Une enquête menée par la Division nationale sénégalaise pour la lutte contre le trafic de migrants et pratiques similaires (Dnit) a mis au jour un vaste réseau de fraude impliquant la vente de documents d’état civil sénégalais à des ressortissants étrangers, à la suite des aveux d’un présumé démarcheur interpellé dans cette affaire, a rapporté le quotidien Libération dans son édition de jeudi.
Le ressortissant guinéen Abdoullahi Bah, devenu Abdoulaye Ba sur la base de faux documents, et le Sénégalais Yancouba Diallo ont été déférés au parquet de Saint-Louis à 264 km au nord de Dakar, pour association de malfaiteurs, faux et usage de faux, obtention indue de documents administratifs et faux en écritures publiques, selon des sources judiciaires et agences de presse.

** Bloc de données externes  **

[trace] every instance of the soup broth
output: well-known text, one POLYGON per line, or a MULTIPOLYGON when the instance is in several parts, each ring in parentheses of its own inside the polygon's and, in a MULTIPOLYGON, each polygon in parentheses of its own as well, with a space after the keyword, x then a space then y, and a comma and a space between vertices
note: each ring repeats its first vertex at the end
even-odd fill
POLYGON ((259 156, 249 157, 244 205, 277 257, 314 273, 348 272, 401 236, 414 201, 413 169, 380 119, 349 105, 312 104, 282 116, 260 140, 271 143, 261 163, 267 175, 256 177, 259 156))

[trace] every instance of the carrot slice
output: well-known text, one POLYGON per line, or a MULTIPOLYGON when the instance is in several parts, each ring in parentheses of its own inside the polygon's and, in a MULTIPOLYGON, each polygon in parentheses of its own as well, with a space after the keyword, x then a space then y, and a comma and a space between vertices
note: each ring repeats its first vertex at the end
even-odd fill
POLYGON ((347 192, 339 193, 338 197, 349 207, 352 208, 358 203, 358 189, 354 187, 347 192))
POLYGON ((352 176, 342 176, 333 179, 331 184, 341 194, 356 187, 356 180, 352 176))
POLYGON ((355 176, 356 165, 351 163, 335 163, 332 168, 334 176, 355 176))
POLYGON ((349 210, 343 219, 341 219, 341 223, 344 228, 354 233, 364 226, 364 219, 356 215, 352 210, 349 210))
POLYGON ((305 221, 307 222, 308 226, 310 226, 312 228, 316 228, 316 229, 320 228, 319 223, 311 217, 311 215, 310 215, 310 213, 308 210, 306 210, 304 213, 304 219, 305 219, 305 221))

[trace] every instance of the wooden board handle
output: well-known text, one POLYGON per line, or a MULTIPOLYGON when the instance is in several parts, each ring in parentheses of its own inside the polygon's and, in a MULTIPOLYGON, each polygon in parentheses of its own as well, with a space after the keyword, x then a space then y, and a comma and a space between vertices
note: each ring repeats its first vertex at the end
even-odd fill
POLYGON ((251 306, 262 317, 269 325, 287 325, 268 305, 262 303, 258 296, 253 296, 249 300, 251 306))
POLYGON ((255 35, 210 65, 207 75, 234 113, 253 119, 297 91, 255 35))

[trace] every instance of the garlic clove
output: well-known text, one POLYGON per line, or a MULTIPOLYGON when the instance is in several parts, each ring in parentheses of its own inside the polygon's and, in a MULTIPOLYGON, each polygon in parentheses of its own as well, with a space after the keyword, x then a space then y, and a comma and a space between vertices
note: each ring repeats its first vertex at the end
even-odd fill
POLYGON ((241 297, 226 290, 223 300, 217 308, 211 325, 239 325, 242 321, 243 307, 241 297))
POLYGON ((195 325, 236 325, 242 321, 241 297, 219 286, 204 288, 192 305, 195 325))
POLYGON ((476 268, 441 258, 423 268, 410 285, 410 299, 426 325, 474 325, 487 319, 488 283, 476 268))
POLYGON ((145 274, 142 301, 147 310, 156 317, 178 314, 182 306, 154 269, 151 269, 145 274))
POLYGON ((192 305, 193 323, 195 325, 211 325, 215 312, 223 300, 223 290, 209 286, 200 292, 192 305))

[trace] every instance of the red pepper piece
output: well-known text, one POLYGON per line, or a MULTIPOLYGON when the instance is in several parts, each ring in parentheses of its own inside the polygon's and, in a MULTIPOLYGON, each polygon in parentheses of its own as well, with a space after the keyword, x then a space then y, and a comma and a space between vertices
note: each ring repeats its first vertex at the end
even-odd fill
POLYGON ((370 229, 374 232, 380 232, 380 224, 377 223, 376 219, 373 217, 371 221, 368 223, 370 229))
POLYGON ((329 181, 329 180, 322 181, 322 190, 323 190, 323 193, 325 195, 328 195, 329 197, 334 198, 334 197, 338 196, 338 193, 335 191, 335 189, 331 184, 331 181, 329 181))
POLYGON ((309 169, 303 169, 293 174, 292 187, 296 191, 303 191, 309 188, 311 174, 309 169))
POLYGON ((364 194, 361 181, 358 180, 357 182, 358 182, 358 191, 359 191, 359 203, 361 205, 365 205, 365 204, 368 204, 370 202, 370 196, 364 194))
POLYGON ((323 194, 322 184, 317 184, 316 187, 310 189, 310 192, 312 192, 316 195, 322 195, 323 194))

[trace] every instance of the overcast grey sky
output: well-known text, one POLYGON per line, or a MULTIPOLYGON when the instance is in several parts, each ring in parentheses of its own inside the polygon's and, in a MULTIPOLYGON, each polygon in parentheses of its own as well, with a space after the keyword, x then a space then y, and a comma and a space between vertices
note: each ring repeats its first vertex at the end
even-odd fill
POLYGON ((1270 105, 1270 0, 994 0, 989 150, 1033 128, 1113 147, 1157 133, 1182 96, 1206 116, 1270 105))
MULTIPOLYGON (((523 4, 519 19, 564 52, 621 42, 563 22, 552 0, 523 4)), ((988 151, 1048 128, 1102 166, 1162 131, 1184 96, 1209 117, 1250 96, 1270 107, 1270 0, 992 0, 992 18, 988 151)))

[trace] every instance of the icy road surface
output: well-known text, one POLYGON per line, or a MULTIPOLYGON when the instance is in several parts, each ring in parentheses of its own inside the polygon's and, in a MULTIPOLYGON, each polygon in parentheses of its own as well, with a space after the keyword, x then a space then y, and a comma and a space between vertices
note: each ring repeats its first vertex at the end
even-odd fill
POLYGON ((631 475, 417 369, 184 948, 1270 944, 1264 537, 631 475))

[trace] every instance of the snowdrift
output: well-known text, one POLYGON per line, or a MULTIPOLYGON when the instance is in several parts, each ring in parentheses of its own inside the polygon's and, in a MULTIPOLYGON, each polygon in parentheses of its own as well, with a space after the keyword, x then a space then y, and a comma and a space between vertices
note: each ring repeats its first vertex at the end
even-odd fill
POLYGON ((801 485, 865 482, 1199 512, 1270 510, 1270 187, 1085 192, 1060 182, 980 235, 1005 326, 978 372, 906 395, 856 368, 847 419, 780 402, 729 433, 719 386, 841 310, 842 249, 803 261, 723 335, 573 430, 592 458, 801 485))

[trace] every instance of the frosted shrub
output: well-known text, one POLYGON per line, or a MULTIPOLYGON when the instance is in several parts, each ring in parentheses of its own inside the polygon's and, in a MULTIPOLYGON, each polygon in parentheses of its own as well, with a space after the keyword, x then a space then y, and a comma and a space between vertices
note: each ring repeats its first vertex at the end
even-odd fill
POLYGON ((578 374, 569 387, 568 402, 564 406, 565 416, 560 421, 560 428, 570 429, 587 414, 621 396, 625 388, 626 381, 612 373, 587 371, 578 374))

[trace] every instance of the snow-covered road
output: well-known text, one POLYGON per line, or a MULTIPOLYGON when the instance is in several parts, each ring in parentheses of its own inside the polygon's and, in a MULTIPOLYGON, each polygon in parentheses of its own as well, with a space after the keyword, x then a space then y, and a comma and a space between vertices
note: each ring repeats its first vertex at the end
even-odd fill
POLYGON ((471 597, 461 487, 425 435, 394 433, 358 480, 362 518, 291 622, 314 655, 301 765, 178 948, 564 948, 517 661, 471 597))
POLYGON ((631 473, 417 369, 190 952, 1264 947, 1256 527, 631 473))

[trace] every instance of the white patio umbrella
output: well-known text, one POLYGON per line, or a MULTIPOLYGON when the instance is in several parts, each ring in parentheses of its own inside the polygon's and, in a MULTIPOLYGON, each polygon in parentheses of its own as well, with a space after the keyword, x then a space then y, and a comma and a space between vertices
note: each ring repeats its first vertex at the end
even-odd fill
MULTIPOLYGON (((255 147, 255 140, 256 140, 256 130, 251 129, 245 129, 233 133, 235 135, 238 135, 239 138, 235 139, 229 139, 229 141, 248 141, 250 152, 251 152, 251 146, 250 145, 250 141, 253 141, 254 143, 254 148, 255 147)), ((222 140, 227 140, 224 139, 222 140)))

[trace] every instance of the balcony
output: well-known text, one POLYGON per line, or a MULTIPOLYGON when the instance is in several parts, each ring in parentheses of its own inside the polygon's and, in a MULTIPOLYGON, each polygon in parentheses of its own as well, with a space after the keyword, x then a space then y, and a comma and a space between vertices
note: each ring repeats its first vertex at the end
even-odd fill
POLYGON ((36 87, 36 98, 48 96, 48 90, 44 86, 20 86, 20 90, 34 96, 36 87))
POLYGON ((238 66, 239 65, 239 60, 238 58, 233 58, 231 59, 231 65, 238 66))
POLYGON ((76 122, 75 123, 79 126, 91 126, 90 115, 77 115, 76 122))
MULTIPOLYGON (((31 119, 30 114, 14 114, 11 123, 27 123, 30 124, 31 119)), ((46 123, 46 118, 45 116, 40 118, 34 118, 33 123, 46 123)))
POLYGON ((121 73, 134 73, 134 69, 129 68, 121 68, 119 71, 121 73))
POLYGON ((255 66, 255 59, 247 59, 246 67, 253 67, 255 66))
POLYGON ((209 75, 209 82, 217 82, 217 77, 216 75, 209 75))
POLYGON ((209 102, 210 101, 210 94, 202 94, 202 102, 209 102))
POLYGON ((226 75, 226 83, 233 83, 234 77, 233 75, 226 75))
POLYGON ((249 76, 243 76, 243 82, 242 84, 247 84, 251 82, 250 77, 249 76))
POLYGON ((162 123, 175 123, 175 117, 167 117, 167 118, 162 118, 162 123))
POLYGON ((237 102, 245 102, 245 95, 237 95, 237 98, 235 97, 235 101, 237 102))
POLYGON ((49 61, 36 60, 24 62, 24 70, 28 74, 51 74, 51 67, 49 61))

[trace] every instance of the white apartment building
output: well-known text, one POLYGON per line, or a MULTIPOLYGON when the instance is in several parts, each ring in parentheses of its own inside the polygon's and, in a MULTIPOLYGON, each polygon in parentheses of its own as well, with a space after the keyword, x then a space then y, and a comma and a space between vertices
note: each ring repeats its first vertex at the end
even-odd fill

L’enquête fait suite à une perquisition effectuée au domicile de Yancouba Diallo à Tambacounda, dans le sud-est du pays, au cours de laquelle les enquêteurs ont saisi un important lot de documents administratifs. Ces pièces auraient permis à Abdoullahi Bah d’obtenir frauduleusement des actes d’état civil sénégalais.
Lors de son audition, Abdoullahi Bah a déclaré avoir sollicité les services de Yancouba Diallo pour l’obtention d’actes d’état civil à Tambacounda et Ndame (centre), moyennant la somme de 15 000 francs CFA par document. Il a également reconnu avoir commandé un certificat de nationalité sénégalaise pour son épouse, contre le paiement de 75 000 francs CFA.
Face aux enquêteurs de la Dnit, Yancouba Diallo, qui se présente comme commerçant et démarcheur, a reconnu les faits sans chercher à se soustraire aux accusations. Il a détaillé les montants exigés pour chaque type de document, évoquant notamment 50 000 francs CFA pour un jugement de naissance, 25 000 francs CFA pour un certificat de nationalité sénégalaise et 50 000 francs CFA pour les procédures d’annulation.
Le mis en cause a indiqué que ces sommes lui permettaient de couvrir ce qu’il a qualifié de « frais de justice », laissant entendre l’existence de complicités au sein de certaines administrations locales.
Selon ses déclarations, plusieurs structures auraient été sollicitées, notamment des mairies et tribunaux de Tambacounda, Koumpentoum, Grand Yoff, Dakar et Kolda, pour l’obtention de jugements d’autorisation d’inscription de naissance, de certificats de nationalité et d’autres documents administratifs.
Les éléments découverts lors de la perquisition révèlent l’ampleur de l’activité et une certaine familiarité du suspect avec des acteurs locaux du circuit administratif, ce qui aurait facilité l’obtention frauduleuse de documents au profit de ressortissants étrangers.
L’enquête se poursuit afin d’identifier d’éventuelles complicités et de déterminer l’étendue exacte de ce réseau.